Executive Compensation Practices
In a business like Sonida’s, executive compensation is typically tied to operating metrics that matter most in senior living: occupancy, same-store RevPOR/RevPAR, resident revenue growth, NOI, and Adjusted EBITDA. Because Sonida is scaling through acquisitions and a major merger with CHP, incentive plans may also emphasize integration milestones, portfolio expansion, liquidity management, and covenant compliance rather than just earnings per share, which is distorted by depreciation and non-cash impairment charges. For a Medical Care Facilities operator, compensation structures often include a mix of salary, annual cash bonuses, and long-term equity awards to retain management through volatile financing cycles and turnaround efforts. Given the company’s margin sensitivity to labor costs and occupancy, investors should watch whether bonus targets reward operating leverage, same-store improvement, and successful refinancing rather than headline net income.

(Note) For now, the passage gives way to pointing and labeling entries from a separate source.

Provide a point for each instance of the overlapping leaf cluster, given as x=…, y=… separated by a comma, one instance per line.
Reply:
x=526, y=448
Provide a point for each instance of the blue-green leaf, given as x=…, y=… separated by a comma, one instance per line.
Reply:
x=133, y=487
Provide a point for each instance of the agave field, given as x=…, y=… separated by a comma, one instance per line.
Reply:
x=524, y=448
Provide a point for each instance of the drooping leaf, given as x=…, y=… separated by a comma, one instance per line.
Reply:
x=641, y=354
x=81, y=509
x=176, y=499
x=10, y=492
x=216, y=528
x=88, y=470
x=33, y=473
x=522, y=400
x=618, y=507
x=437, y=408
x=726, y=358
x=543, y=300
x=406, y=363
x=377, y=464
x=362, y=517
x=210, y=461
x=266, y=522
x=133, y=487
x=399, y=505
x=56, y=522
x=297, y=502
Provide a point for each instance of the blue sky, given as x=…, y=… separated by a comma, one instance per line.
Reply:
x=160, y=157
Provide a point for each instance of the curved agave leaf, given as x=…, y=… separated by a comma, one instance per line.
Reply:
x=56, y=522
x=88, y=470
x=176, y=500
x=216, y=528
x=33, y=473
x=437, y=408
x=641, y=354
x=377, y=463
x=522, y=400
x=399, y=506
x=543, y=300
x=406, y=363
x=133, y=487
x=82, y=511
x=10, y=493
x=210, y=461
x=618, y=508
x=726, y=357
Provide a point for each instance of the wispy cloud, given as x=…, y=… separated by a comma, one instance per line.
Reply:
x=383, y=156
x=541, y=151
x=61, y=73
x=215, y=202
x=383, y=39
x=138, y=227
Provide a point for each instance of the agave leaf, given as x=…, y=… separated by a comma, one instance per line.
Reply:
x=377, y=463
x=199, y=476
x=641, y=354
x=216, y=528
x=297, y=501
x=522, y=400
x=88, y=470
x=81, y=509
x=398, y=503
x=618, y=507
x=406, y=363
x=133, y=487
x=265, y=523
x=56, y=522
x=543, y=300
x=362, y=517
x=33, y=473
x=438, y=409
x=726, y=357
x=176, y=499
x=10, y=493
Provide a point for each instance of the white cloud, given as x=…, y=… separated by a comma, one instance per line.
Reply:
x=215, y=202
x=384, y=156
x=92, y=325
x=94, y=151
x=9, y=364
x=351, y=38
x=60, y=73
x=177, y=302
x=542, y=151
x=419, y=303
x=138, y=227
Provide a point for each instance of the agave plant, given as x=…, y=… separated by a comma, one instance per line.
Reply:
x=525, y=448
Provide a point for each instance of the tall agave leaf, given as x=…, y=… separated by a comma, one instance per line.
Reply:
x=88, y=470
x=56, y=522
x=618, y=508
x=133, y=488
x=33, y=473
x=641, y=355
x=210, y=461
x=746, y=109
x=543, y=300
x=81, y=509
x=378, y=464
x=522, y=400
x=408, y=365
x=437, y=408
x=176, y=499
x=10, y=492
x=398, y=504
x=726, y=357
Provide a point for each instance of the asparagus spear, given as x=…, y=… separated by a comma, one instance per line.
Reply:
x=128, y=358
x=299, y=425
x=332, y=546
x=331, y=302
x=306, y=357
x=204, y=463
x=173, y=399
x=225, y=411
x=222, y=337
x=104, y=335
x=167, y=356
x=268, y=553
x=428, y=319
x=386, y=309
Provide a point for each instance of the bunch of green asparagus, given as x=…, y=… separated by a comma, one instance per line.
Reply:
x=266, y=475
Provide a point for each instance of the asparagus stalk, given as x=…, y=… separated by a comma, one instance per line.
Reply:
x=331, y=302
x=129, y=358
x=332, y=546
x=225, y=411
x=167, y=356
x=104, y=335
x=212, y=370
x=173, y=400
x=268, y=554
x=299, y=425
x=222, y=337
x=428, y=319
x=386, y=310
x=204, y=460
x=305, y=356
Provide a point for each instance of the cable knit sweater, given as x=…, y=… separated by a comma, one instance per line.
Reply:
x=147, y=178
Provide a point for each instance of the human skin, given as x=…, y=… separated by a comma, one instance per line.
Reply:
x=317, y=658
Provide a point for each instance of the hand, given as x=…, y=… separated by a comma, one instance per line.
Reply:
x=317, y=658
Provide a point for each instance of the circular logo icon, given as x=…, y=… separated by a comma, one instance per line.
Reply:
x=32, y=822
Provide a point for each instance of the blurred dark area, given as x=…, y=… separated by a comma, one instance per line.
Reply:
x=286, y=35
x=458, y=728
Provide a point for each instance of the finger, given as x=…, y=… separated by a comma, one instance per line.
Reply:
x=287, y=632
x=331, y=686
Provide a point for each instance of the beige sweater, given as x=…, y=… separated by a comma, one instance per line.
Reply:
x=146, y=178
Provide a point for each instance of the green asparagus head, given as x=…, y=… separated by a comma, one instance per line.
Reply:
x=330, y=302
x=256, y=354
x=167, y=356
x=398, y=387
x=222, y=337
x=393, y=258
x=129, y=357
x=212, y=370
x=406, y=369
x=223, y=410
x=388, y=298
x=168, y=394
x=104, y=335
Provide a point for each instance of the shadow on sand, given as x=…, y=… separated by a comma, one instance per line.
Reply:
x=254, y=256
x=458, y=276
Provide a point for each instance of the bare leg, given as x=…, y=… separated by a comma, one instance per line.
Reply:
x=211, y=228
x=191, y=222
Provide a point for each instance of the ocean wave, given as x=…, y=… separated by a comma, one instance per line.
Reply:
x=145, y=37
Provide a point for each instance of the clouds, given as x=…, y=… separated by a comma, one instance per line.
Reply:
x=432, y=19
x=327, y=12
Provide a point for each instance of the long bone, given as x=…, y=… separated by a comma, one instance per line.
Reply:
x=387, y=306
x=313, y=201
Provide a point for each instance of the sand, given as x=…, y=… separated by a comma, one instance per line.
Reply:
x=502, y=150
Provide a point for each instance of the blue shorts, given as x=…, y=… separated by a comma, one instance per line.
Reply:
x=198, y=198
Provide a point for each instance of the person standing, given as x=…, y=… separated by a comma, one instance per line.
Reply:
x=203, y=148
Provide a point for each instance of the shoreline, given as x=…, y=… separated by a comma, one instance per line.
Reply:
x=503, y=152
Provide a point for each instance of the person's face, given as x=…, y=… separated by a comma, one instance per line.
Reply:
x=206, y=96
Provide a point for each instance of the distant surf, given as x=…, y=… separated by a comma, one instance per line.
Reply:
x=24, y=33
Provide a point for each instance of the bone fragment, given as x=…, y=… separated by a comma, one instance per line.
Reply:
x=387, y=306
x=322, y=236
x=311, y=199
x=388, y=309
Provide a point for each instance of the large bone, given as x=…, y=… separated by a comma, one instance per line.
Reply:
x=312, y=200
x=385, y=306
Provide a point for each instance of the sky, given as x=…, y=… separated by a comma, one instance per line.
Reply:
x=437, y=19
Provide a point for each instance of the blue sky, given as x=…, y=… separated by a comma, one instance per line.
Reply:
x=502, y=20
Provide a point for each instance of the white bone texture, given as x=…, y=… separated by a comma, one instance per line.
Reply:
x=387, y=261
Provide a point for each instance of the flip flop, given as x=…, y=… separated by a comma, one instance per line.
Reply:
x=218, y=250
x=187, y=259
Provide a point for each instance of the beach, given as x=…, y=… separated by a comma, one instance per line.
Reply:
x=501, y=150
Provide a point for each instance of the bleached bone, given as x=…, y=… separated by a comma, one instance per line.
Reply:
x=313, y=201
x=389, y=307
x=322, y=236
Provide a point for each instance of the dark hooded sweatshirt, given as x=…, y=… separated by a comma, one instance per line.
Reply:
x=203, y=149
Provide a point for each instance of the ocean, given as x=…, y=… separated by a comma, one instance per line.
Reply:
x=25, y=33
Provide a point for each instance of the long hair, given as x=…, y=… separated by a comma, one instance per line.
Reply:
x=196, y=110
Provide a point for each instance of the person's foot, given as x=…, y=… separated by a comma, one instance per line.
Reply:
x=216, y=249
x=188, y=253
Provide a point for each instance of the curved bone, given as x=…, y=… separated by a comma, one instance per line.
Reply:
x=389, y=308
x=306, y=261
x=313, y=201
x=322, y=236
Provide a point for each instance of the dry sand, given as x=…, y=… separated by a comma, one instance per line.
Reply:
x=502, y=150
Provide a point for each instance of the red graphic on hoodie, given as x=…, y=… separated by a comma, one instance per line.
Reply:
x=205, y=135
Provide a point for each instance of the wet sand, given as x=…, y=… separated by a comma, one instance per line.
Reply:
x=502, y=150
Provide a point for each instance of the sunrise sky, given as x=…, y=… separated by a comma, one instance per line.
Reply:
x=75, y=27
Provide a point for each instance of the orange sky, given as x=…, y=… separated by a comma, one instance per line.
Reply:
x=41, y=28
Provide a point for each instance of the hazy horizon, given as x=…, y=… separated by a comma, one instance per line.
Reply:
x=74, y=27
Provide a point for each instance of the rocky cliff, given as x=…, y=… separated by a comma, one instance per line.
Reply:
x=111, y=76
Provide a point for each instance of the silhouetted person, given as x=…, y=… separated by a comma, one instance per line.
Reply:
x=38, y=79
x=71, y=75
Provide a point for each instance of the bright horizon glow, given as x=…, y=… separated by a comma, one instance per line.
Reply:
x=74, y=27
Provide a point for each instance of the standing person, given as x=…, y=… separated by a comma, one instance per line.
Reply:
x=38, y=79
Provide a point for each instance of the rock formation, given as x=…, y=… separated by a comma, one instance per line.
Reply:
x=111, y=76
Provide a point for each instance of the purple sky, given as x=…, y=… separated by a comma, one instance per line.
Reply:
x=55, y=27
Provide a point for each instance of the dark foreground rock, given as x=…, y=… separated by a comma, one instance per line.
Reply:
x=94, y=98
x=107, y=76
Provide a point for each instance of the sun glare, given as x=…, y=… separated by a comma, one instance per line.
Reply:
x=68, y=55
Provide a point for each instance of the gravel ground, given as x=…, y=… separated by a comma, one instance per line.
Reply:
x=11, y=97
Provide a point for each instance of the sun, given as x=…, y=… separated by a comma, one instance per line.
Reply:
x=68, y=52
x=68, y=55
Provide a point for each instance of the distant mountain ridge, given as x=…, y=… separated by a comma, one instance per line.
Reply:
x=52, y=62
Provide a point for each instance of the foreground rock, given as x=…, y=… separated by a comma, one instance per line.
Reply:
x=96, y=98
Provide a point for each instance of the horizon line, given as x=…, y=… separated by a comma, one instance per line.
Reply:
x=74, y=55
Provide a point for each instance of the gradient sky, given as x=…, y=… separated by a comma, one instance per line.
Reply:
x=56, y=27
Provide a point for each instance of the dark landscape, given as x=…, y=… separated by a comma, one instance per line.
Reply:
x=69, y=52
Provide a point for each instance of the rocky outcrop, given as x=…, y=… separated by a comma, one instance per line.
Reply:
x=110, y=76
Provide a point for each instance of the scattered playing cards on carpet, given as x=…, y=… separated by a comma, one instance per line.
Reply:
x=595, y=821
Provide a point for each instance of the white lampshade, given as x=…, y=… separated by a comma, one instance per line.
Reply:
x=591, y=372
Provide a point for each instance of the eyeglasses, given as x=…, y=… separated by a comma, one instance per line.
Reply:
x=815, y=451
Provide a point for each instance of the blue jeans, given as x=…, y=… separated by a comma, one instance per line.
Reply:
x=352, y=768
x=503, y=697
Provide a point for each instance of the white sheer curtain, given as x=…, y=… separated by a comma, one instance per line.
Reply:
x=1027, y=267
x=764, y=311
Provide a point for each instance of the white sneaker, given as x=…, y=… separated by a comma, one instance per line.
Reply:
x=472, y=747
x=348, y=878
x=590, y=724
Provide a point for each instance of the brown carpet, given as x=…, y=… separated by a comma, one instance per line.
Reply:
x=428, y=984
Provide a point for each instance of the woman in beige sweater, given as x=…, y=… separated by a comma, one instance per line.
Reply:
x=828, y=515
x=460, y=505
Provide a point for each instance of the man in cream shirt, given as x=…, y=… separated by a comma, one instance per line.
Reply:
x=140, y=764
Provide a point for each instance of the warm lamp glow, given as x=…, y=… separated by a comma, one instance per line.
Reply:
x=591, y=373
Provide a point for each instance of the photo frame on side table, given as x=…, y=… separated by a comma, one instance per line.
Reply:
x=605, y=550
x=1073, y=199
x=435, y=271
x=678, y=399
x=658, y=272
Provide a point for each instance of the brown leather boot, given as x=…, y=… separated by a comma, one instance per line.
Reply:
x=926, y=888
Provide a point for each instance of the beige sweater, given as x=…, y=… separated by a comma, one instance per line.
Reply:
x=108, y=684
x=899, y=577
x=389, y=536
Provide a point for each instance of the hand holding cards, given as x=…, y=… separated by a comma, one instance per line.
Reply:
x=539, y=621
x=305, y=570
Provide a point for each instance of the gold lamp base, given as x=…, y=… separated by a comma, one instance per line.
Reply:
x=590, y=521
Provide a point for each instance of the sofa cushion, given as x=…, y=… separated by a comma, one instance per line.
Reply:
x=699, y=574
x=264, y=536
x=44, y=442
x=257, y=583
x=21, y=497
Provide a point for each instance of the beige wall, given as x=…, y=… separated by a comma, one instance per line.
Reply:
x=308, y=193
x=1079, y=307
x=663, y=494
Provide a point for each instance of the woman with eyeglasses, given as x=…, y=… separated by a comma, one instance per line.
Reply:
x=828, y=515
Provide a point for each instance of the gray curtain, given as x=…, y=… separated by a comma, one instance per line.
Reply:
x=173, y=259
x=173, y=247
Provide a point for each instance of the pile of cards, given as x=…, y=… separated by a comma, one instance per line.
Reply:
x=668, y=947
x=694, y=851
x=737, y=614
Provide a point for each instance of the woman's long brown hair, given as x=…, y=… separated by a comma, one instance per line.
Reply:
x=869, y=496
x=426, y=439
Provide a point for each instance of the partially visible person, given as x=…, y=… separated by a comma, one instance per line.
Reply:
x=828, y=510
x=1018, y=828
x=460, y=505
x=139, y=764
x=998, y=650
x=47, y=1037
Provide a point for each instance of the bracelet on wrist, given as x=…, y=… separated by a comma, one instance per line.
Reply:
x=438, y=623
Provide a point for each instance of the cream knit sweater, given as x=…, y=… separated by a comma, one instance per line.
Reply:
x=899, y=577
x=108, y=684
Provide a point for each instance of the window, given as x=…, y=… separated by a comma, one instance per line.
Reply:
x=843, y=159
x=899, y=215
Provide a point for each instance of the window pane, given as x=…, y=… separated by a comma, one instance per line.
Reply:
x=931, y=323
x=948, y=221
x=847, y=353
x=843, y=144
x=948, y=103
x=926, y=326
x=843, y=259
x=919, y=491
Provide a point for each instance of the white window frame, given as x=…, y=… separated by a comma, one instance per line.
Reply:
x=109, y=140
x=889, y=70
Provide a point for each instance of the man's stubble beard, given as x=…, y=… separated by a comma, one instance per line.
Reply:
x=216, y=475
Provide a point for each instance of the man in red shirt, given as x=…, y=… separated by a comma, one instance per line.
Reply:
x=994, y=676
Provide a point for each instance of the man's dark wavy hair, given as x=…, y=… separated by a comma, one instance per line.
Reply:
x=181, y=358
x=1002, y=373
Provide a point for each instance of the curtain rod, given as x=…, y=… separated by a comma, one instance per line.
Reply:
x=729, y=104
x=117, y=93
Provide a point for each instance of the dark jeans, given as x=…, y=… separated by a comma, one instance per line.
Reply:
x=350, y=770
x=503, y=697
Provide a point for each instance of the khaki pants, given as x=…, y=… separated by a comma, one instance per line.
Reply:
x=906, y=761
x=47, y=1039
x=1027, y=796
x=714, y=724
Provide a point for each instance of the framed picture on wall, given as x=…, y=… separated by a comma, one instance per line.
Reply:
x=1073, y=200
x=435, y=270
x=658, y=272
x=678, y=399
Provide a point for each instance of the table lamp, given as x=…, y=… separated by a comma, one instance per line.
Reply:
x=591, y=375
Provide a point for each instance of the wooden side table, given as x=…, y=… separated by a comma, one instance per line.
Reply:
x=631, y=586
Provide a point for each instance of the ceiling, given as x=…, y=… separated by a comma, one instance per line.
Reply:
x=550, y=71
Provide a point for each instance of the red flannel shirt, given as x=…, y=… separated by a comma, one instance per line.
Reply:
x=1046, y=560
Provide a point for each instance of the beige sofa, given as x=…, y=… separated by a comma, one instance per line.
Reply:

Insider Trading Considerations
Insider trading patterns at Sonida may be influenced by merger activity, refinancing needs, and the company’s sensitivity to occupancy and labor trends. Because the firm is executing a large CHP transaction and has relied on acquisitions, bridge financing, and debt markets, insiders may face blackout periods around deal negotiations, financing updates, and covenant-related disclosures. In the Medical Care Facilities industry, executives often have material nonpublic information about monthly occupancy, pricing, labor costs, impairment risk, and asset sales, which can make transactions particularly signal-rich. Traders should also note that regulated healthcare operations, reimbursement exposure at skilled nursing facilities, and asset-level performance can create timing asymmetries between what management knows and what the market sees in reported results.